En definitiva, según explica Pérez Gil, los concejos leoneses son los que han articulado "nuestra forma de ser y de pensar" hasta el punto de convertirse en el "gran hecho diferencial y a nivel identitario" de la provincia, llegando a ser el origen incluso de la "forma de relacionarse de las familias y de la gente". Costumbres casi perdidas como el célebre 'palo del pobre' (hospitalidad obligada) de La Cabrera, las 'facenderas' o la 'espada de las nieves' en Babia siguen vivas en forma de "compromisos solidarios", muy presentes en el acervo "de cualquier leonés" porque "lo han heredado de madres y abuelos". Incluso ese punto que tenemos en León de no destacar más de lo necesario, se explica en parte por la idea comunal de que "todo debe redundar en el bien común, sin perjudicar a nadie".
Pendones y ramo leonés
Mientras reclama "más cuidado" de los concejos, el también director de la Cátedra 'Palacio Real de Valladolid' de Patrimonio Cultural y Defensa, advierte de otros elementos inmateriales leoneses que sí han logrado ser puestos en valor en los últimos tiempos como los pendones o el ramo leonés. "Los pendones estaban reducidos a cuatro eruditos en círculos mínimos, y hoy no hay romería sin concentración de pendones y hay una asociación que lo está haciendo muy bien; lo mismo que el ramo leonés, que poca gente conocía hace 30 años, pero hoy todo el mundo lo defiende como algo suyo, algo autóctono". "En ambos casos, se ha logrado recuperar ese gran valor inmaterial que hace 30 años estaba totalmente desactivado", destaca.

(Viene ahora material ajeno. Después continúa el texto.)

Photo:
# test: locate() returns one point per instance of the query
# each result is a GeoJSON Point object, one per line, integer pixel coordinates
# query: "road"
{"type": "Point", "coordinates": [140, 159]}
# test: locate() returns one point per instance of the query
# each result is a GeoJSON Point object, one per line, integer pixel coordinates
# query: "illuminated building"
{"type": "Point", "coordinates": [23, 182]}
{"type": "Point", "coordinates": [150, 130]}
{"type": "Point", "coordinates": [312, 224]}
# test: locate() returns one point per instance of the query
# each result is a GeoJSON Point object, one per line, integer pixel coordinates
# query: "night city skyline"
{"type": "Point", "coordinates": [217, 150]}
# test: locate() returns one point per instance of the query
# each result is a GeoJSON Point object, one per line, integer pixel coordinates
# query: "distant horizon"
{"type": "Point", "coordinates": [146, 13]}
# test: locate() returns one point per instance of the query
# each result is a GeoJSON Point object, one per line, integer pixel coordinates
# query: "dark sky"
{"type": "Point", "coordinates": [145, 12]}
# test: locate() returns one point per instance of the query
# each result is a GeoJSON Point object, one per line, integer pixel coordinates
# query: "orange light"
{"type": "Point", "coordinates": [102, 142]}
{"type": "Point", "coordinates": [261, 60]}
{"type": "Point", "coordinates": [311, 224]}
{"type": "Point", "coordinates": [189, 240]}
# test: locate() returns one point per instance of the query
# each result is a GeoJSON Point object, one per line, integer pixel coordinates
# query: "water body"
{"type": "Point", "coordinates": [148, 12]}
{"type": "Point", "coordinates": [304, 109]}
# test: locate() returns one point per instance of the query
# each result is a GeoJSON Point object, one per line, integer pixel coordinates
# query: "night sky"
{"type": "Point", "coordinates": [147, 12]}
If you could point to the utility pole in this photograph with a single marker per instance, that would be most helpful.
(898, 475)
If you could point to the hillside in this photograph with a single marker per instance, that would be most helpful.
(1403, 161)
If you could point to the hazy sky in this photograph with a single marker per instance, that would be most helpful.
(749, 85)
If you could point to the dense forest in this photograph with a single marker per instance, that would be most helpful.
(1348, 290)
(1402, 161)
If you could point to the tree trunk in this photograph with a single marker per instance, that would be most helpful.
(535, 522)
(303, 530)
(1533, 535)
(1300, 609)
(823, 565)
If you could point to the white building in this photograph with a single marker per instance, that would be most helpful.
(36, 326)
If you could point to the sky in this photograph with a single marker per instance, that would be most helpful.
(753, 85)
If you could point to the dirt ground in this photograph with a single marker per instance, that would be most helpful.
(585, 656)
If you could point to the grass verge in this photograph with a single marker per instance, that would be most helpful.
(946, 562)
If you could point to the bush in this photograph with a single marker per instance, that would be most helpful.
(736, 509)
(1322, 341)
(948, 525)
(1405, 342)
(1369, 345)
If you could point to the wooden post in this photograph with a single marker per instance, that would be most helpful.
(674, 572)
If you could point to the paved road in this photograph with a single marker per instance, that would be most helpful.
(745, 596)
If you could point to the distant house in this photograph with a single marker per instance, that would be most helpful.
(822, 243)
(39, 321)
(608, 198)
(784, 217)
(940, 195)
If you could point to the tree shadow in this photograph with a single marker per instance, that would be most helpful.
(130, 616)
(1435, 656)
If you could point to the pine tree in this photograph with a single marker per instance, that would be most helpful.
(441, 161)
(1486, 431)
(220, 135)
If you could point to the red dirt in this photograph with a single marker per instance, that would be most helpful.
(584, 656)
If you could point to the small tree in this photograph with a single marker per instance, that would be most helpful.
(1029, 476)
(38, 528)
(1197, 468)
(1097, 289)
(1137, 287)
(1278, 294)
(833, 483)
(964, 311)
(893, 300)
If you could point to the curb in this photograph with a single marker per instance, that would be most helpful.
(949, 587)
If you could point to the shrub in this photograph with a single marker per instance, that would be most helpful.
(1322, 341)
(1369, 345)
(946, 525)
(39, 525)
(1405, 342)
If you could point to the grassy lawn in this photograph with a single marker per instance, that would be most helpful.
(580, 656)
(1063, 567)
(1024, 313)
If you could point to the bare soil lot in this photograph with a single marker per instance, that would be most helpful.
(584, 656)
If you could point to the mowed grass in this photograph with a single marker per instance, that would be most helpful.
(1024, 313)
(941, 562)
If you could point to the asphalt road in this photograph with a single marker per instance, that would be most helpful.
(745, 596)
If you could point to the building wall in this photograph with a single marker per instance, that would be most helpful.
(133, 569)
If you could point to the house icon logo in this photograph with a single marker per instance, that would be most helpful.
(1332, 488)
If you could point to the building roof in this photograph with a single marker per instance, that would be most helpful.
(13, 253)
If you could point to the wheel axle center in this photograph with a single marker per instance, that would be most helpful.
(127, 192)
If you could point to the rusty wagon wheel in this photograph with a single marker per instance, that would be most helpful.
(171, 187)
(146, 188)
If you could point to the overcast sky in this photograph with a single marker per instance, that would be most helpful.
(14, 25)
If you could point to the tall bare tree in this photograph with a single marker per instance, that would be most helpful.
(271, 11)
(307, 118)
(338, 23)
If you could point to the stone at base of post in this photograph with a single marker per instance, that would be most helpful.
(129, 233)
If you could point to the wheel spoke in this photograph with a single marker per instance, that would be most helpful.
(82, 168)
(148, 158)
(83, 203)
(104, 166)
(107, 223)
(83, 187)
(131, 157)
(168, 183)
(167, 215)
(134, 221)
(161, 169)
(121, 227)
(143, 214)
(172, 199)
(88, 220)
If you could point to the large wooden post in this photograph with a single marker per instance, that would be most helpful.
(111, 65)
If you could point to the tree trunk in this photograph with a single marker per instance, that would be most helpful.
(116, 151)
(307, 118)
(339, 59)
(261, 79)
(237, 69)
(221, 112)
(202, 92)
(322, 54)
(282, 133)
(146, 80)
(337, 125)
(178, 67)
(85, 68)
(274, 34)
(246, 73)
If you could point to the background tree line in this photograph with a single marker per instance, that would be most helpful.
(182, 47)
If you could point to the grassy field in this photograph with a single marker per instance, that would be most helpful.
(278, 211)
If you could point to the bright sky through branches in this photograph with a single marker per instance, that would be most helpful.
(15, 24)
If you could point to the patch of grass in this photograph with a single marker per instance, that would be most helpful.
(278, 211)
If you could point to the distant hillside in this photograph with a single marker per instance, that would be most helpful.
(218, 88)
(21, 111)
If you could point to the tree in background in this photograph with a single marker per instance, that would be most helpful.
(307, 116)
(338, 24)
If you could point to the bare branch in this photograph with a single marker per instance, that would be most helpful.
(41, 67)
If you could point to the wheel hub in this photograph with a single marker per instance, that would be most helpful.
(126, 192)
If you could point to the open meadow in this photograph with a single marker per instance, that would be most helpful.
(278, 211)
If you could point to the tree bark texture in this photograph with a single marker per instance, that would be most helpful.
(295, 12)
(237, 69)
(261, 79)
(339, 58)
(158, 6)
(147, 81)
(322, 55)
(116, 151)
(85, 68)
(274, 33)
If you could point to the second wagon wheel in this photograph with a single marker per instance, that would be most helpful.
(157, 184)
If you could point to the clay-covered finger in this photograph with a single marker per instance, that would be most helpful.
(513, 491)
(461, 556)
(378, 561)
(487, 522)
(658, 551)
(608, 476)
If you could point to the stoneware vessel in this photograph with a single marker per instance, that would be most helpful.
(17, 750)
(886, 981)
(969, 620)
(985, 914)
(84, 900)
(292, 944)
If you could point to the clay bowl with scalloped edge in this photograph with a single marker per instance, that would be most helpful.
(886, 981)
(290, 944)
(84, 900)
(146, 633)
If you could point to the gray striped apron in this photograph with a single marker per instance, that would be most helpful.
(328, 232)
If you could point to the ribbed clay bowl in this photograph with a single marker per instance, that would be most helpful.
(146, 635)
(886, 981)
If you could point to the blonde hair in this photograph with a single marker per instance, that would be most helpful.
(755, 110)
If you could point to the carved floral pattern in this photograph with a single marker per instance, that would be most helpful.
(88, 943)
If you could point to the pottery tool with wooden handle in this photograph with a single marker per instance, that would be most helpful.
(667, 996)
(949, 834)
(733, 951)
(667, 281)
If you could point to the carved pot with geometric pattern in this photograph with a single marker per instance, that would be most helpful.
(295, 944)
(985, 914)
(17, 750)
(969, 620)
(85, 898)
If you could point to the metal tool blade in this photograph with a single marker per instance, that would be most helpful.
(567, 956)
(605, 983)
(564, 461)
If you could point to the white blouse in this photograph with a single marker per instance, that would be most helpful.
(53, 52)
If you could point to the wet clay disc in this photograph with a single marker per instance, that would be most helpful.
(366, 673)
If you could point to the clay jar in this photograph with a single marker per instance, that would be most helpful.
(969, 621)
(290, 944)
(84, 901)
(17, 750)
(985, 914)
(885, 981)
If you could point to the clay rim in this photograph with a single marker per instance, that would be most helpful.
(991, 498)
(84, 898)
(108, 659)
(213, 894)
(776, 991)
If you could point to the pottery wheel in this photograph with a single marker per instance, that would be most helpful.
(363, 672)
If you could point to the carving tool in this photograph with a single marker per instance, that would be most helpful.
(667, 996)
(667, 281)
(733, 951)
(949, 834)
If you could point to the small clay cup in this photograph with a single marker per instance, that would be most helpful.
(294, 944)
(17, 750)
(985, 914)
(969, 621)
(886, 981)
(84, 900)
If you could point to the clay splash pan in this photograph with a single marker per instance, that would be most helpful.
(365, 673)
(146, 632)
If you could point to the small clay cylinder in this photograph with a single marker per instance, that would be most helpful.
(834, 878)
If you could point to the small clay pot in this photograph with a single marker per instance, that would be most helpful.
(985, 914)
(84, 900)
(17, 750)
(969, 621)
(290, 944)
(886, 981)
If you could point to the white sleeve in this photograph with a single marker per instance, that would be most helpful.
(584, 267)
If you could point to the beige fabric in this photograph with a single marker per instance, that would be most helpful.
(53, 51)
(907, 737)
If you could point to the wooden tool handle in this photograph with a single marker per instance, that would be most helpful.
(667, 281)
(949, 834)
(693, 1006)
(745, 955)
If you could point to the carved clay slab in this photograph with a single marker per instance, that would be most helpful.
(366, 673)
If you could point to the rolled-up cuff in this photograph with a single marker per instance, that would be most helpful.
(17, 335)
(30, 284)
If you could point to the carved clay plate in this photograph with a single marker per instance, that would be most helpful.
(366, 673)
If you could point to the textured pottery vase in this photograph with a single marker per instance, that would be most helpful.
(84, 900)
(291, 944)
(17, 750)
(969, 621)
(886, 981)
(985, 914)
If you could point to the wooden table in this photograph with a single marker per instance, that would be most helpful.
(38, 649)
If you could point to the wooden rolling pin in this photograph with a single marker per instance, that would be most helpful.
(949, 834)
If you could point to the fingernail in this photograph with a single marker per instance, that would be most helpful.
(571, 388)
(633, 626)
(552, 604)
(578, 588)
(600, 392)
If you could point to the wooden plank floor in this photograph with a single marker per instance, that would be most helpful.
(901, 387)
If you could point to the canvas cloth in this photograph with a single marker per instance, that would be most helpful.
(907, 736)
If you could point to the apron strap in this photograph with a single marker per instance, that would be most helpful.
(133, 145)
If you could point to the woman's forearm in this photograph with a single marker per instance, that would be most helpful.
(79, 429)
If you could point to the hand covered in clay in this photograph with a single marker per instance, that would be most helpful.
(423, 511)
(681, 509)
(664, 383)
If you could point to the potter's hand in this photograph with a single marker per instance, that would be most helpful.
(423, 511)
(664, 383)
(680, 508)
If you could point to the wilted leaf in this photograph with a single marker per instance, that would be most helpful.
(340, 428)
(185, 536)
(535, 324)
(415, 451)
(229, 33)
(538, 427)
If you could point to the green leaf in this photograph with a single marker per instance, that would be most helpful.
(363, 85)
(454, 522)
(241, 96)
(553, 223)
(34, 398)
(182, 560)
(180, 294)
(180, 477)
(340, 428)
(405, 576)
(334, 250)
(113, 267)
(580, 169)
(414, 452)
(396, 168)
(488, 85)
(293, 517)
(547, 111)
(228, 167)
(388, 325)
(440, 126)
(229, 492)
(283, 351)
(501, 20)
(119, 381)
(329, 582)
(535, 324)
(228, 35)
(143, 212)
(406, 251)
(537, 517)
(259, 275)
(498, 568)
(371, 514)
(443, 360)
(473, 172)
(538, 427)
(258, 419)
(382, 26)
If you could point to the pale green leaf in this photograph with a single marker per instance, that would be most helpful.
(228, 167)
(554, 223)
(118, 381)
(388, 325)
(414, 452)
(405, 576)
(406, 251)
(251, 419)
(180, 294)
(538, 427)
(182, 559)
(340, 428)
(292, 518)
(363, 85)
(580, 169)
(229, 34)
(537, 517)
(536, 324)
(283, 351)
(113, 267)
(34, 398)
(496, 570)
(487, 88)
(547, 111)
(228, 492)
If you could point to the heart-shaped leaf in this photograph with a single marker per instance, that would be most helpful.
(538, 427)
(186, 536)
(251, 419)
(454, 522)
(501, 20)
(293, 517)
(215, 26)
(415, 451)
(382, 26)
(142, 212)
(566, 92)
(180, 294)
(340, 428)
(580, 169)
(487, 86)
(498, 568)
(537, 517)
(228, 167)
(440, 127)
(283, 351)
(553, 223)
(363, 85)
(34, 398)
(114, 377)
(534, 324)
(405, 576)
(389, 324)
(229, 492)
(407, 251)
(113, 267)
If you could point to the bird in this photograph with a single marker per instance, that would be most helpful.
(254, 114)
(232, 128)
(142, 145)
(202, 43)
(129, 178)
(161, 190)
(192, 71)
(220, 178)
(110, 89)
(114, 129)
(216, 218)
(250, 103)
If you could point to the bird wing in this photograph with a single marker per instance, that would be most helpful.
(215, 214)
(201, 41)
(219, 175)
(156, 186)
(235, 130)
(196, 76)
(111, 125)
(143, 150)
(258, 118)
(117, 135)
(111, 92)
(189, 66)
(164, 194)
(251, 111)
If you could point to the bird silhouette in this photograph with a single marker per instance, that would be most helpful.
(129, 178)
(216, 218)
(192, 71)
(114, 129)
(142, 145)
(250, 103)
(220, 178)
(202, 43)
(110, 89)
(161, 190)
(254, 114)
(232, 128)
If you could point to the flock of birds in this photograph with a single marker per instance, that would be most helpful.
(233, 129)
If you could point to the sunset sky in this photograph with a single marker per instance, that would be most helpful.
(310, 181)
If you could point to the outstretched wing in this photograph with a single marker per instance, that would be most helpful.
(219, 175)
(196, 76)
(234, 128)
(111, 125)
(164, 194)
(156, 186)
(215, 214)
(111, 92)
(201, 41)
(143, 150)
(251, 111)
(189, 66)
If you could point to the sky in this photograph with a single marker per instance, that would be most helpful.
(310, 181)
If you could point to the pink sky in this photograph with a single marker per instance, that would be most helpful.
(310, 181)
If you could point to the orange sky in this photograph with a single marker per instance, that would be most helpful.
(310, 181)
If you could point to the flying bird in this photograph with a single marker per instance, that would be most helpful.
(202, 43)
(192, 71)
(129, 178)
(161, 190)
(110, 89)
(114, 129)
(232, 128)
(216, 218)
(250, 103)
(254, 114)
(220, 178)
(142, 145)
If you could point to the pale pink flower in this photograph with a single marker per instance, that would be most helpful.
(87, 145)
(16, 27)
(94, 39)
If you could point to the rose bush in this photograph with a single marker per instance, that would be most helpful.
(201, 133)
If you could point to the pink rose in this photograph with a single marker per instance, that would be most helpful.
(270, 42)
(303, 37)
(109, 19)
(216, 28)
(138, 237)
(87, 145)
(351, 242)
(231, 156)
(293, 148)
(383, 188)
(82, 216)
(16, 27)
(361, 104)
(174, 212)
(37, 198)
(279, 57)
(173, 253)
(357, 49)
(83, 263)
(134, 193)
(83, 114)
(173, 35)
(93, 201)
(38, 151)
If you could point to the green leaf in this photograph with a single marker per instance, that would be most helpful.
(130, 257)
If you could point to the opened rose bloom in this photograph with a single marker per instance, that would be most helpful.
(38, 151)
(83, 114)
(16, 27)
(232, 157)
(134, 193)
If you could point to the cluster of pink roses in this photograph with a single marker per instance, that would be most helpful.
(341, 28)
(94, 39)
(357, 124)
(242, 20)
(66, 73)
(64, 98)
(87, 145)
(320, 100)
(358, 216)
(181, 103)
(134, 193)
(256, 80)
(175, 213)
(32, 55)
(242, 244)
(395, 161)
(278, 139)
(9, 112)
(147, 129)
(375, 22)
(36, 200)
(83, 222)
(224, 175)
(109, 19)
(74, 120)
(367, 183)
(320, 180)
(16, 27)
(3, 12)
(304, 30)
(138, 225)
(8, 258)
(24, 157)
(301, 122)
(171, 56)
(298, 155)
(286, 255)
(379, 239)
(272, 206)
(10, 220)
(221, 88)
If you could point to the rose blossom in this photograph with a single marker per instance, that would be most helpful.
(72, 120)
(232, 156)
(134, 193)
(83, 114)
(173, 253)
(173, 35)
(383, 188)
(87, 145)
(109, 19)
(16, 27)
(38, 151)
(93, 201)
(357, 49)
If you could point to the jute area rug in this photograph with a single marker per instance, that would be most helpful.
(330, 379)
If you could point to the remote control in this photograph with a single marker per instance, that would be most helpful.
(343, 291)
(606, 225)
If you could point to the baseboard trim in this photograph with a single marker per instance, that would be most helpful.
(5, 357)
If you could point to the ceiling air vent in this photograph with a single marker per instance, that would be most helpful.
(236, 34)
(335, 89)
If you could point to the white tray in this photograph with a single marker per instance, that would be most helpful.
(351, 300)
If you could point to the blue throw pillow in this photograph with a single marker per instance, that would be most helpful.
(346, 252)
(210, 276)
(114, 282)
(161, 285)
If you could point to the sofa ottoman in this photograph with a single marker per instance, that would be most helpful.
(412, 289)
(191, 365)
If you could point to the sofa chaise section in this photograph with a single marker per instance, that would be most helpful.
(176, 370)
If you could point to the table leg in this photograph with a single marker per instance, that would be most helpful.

El problema para conseguir más resignificaciones y puesta en valor de patrimonio (por ejemplo la minería) en un contexto como el leonés es "la falta de fondos". "En las administraciones de cualquier nivel hay técnicos bien formados, pero el problema siempre es económico: los fondos no llegan a todo los que tienen que llegar por incapacidad presupuestaria". Y a escasez de recursos, son los políticos quienes deciden dónde priorizar, lo que a larga acaba siendo "uno de los grandes peligros del patrimonio", cuya protección y recuperación queda sujeto a "veleidades políticas": "Hay grandes valores patrimoniales totalmente denostados que se están dejando perder y que se llegan a destruir".